Alternatif berikutnya adalah pengetatan belanja negara. Hal ini juga tidak mudah untuk dilakukan mengingat sebagian besar beban pengeluaran negara bersifat non-discretionary (kaku). Pengurangan anggaran belanja tentunya akan berakibat pada tidak tercapainya target pertumbuhan ekonomi pemerintah, yang pada tahun 2006 adalah sebesar 5,9% dan 6,4% untuk tahun 2007.
Akan tetapi, jika merujuk data yang berasal dari Direktorat Jenderal Perbendaharaan Departemen Keuangan, sesungguhnya ada sejumlah pos anggaran pada beberapa Departemen yang bisa dikurangi mengingat kurang optimalnya penyerapan anggaran. Betapa tidak, realisasi belanja negara dalam semester I 2006 baru mencapai Rp 238,1 triliun atau 36,8% dari target APBN. Kondisi ini ditengarai karena mandegnya realisasi belanja yang dilakukan oleh kementerian atau lembaga negara akibat dari belum sempurnanya pelaksanaan sistem administasi dan tata cara pelaksanaan anggaran yang baru. Konon, penghematan dari anggaran kementerian atau lembaga ini bisa mencapai minimal Rp 7 triliun!

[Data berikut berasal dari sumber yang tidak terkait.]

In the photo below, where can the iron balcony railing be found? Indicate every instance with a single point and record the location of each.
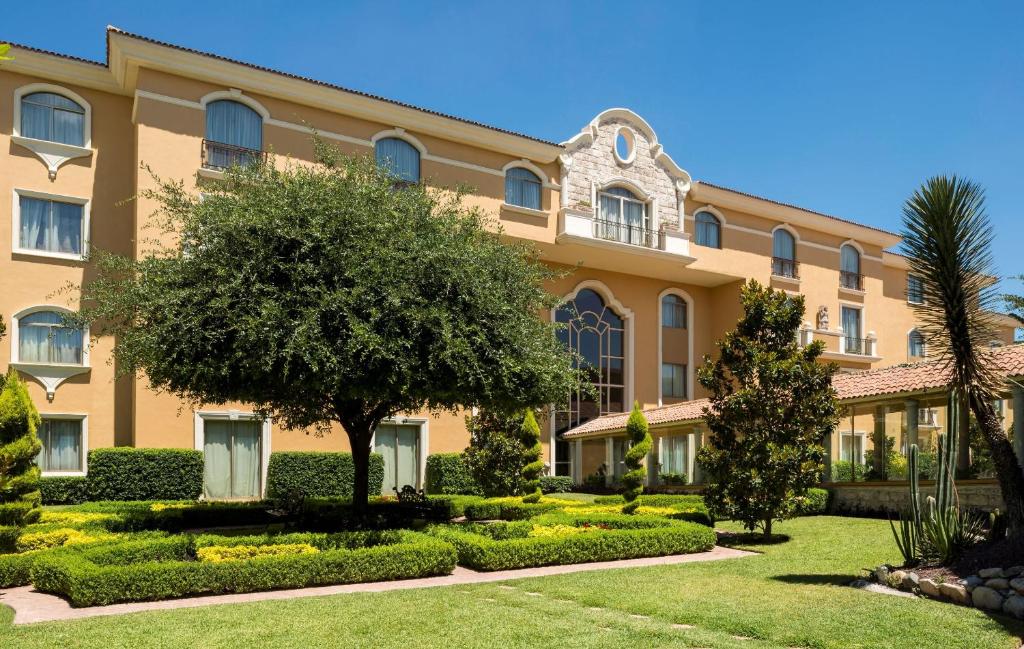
(782, 267)
(626, 233)
(850, 279)
(221, 156)
(859, 346)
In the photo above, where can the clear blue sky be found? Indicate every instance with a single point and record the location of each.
(842, 107)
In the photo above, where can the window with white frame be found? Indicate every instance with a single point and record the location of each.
(50, 226)
(44, 338)
(54, 118)
(522, 188)
(64, 444)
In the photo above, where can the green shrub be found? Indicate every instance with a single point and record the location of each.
(448, 474)
(144, 474)
(501, 547)
(815, 503)
(167, 568)
(556, 483)
(316, 474)
(65, 489)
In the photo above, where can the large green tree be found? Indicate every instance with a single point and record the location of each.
(948, 242)
(18, 447)
(330, 293)
(771, 406)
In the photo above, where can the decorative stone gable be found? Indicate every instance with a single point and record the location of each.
(591, 163)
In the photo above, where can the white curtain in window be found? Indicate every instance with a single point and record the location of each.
(217, 459)
(246, 460)
(35, 223)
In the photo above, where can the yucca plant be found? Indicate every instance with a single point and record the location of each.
(947, 239)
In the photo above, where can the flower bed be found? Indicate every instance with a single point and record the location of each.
(545, 539)
(164, 568)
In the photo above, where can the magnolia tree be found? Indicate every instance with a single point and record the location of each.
(329, 293)
(772, 404)
(18, 447)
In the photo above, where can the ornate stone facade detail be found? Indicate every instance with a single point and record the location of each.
(590, 164)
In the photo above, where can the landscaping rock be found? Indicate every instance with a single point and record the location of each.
(910, 580)
(955, 593)
(1014, 605)
(986, 598)
(929, 588)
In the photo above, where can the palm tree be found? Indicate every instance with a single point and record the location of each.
(947, 236)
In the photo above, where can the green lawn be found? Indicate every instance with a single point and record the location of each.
(788, 597)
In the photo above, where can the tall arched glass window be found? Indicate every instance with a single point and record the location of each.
(849, 267)
(596, 333)
(709, 230)
(53, 118)
(623, 217)
(673, 311)
(522, 187)
(43, 338)
(233, 134)
(783, 261)
(399, 158)
(915, 344)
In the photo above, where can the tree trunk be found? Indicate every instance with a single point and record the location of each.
(359, 441)
(1008, 470)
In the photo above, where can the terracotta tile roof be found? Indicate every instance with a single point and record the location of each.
(797, 207)
(928, 375)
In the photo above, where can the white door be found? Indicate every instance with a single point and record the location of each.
(399, 446)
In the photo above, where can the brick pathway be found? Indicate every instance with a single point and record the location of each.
(31, 606)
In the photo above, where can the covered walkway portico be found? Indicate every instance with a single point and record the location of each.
(885, 412)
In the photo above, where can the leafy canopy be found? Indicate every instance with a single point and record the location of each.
(328, 292)
(771, 406)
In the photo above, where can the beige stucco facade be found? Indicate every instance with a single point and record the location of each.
(144, 113)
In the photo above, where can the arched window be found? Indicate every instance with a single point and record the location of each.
(623, 217)
(522, 187)
(673, 311)
(399, 158)
(709, 230)
(51, 117)
(915, 344)
(596, 333)
(783, 262)
(849, 267)
(43, 338)
(233, 134)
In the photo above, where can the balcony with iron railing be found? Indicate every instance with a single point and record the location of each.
(781, 267)
(218, 156)
(851, 280)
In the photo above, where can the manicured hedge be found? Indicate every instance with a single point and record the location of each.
(166, 568)
(65, 489)
(556, 483)
(815, 503)
(502, 547)
(315, 474)
(144, 474)
(449, 475)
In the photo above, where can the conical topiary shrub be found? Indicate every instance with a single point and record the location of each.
(529, 435)
(18, 447)
(636, 427)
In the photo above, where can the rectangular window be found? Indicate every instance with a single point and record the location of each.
(50, 226)
(62, 447)
(914, 290)
(673, 381)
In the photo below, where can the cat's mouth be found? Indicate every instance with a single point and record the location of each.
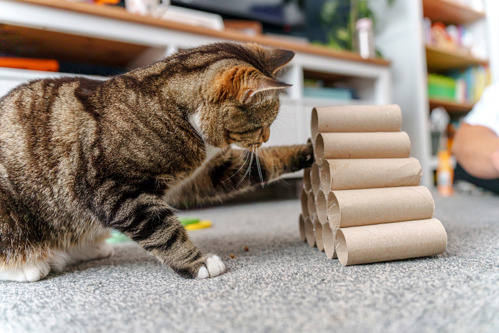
(248, 139)
(235, 138)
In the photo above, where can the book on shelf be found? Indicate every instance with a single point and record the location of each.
(48, 65)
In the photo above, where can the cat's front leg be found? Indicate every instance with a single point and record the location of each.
(150, 222)
(280, 160)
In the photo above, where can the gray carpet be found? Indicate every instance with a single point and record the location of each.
(279, 285)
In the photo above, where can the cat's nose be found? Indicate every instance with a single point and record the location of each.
(266, 133)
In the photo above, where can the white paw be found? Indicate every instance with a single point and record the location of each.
(212, 267)
(27, 273)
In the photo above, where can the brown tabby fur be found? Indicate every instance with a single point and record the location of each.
(78, 156)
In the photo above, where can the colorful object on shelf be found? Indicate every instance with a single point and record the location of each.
(441, 87)
(445, 174)
(459, 86)
(48, 65)
(199, 225)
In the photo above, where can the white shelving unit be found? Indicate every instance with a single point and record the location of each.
(151, 39)
(400, 39)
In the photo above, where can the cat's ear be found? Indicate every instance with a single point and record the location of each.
(242, 82)
(259, 84)
(277, 59)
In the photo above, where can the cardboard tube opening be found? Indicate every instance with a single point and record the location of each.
(301, 227)
(362, 145)
(379, 205)
(321, 206)
(326, 176)
(341, 247)
(309, 232)
(390, 241)
(315, 177)
(328, 241)
(312, 210)
(319, 149)
(306, 179)
(348, 174)
(318, 236)
(314, 124)
(304, 203)
(333, 211)
(358, 118)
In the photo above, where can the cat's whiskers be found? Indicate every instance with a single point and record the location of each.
(247, 171)
(255, 149)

Pemangkasan anggaran juga bisa menjadi opsi yang memungkinkan ketika hingga saat ini kita masih menemukan banyak penyimpangan yang terjadi mulai dari tahapan perencanaan hingga tahap pembelanjaan anggaran yang sangat tidak efisien dilaksanakan oleh Departemen-Departemen, sebagaimana terungkap dalam temuan BPK setiap tahunnya.
Alternatif yang lain adalah mengupayakan kelebihan pembiayaan. Ini bisa dilakukan dengan menerbitkan SUN, privatisasi atau dengan merestrukturisasi utang luar negeri melalui debt swap dan pemotongan utang. Debt swap untuk program pendidikan merupakan program yang paling realistis karena tentunya hal ini sejalan dengan target Millennium Development Goals (MDG’s) yaitu agar setiap anak di dunia dapat mencapai dan menyelesaikan program pendidikan dasar. Negara-negara seperti Amerika Serikat, Inggris, Jerman, Swedia dan Kanada bahkan sudah menawarkan debt swap, tetapi pemerintah Indonesia selalu lambat dalam merespon tawaran ini. Pemerintah semestinya mampu menyerap debt swap sekitar US$ 1,2 miliar setiap tahunnya.
Kelebihan pembiayaan, sebagaimana telah disebutkan diatas, juga dapat berasal dari pemotongan utang luar negeri. Hal ini dapat dikategorikan sebagai tindakan yang revolusioner karena pemerintah Indonesia belum pernah sekalipun melaksanakan opsi yang satu ini. Opsi ini terbuka karena sesungguhnya, negara-negara kreditor yang tergabung dalam G8 pada tahun 2003 telah melakukan sebuah pertemuan di Evian, Perancis untuk mengklasifikasikan sebuah pendekatan dalam menanggulangi permasalahan utang pada negara-negara berpendapatan menengah.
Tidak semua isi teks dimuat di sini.